Hi guys and gals. I'm new on this site as of today and I was just wondering how you price your customers for snow removal? I price a certain amount per hr with a 1 hr min. and I charge for touch ups which is usually half of the hourly rate. I was wondering if this is a fair and just billing style or should i try something else? I was also wondering if I should have set prices for certain amounts of snow fallen such as $1 for 1-3" and $2 for 4-6" and so on?(just and example) Thank you for your time and interest.

Jim


----------



## CT18fireman (Nov 30, 2000)

I think you will find pricing to be very regional. Also it depends on whether residential or commercial. 

A lot of plowers get deposits towrd snowfalls, some price per inch, per hour or per push. You really have to find a system that works for you and your customers. 

I charge per push with the idea that I wil plow about evey 4 inches during a major snowfall. Customers are billed every storm.

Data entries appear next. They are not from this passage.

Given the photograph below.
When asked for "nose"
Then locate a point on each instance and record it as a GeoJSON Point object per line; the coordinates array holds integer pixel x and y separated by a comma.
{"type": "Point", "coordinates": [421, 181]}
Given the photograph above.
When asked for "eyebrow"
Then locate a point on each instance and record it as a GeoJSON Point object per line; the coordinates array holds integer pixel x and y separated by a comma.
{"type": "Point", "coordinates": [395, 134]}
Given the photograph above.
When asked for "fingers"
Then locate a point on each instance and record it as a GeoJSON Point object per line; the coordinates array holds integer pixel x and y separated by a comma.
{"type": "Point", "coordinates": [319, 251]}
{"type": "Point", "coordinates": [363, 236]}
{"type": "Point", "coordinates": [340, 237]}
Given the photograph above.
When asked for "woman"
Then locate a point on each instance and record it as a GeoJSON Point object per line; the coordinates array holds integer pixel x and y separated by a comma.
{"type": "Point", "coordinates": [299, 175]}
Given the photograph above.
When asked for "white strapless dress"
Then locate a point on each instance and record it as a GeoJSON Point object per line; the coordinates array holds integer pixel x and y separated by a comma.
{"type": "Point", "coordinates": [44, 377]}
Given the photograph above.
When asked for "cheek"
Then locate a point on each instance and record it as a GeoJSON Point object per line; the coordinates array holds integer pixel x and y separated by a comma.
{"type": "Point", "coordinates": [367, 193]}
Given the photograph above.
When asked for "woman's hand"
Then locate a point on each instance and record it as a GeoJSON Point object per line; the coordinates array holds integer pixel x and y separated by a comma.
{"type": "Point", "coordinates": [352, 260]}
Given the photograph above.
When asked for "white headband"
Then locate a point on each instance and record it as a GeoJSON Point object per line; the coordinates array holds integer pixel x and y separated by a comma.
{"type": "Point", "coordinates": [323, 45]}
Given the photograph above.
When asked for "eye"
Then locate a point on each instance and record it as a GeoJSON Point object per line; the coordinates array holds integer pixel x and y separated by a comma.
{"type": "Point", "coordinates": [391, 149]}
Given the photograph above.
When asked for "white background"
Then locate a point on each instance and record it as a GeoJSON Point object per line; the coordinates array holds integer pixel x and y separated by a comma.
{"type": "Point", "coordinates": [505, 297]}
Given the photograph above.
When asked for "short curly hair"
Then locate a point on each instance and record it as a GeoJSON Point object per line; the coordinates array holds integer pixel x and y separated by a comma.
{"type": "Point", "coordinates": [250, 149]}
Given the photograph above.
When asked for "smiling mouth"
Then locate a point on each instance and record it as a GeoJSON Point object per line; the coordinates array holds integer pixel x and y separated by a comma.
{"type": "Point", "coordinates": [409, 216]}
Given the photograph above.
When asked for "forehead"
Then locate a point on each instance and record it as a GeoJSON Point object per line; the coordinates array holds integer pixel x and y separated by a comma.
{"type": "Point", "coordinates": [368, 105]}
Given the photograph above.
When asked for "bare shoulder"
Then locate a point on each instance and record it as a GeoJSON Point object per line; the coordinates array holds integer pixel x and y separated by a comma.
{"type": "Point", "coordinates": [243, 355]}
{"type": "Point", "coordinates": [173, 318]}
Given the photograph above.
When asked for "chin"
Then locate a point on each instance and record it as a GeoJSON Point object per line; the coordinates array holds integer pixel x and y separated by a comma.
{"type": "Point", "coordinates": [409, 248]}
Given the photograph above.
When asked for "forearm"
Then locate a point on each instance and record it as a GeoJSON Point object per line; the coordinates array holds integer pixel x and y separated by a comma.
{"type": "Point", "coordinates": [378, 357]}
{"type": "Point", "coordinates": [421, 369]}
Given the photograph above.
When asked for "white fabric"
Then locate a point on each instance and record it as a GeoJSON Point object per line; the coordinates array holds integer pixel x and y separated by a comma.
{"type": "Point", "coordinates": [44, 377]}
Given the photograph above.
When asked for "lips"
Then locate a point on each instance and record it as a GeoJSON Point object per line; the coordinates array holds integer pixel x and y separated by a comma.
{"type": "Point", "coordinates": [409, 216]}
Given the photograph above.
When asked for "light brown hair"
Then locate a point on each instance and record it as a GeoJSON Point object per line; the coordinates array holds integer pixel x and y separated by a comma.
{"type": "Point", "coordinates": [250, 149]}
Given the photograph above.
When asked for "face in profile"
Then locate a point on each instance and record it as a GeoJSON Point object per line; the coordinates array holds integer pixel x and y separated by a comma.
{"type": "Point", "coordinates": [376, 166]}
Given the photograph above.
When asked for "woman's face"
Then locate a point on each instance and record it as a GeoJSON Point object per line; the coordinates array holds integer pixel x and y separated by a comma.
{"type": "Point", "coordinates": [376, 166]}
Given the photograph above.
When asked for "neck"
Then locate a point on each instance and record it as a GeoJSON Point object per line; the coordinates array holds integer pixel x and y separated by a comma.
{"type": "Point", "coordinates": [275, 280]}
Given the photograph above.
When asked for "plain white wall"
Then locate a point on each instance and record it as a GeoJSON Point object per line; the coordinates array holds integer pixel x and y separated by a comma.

This may be a bit more work but I find it has been the easiest method for us. Customers are happy and never get stuck with "huge" bills. Payments are made on time and gives a steady flow of income for the winter.

One other thing. We take care of the customer. A late night call to push back drifts or throw a little salt will get charged. If I am driving by and notice though, quite often it will be a freebie.


----------



## Chuck Smith (Dec 30, 1999)

IF you go to the upper right hand corner of the page, and click on search, then type in the search word 'pricing' you will get 444 results. Not all of them have to do with pricing accounts, but the word pricing appears in them. Go through those, and see what you can find. It should take you a few hours.  Pricing has been discussed A LOT here.

~Chuck


----------



## wyldman (Jan 18, 2001)

Do a search as suggested,lots of good info.

Try to stay away from hourly pricing,as there is no benefit for increased efficiency (only that you get done sooner).


----------



## KrohnEnterprises (Jun 11, 2003)

Thank you for the info guys. I agree with the hourly pricing, I think I might go with depth pricing or something along the lines of that. Can't wait for that snow!!!

Jim


----------



## Lawn Lad (Feb 4, 2002)

Hourly pricing doesn't ever allow you to make more than the hourly rate you're charging. Your customers will compare your rate to your competitors and see the service more as a commodity less of a professional service. 

Go through the many posts about pricing. You'll see a whole bunch of different theories.


----------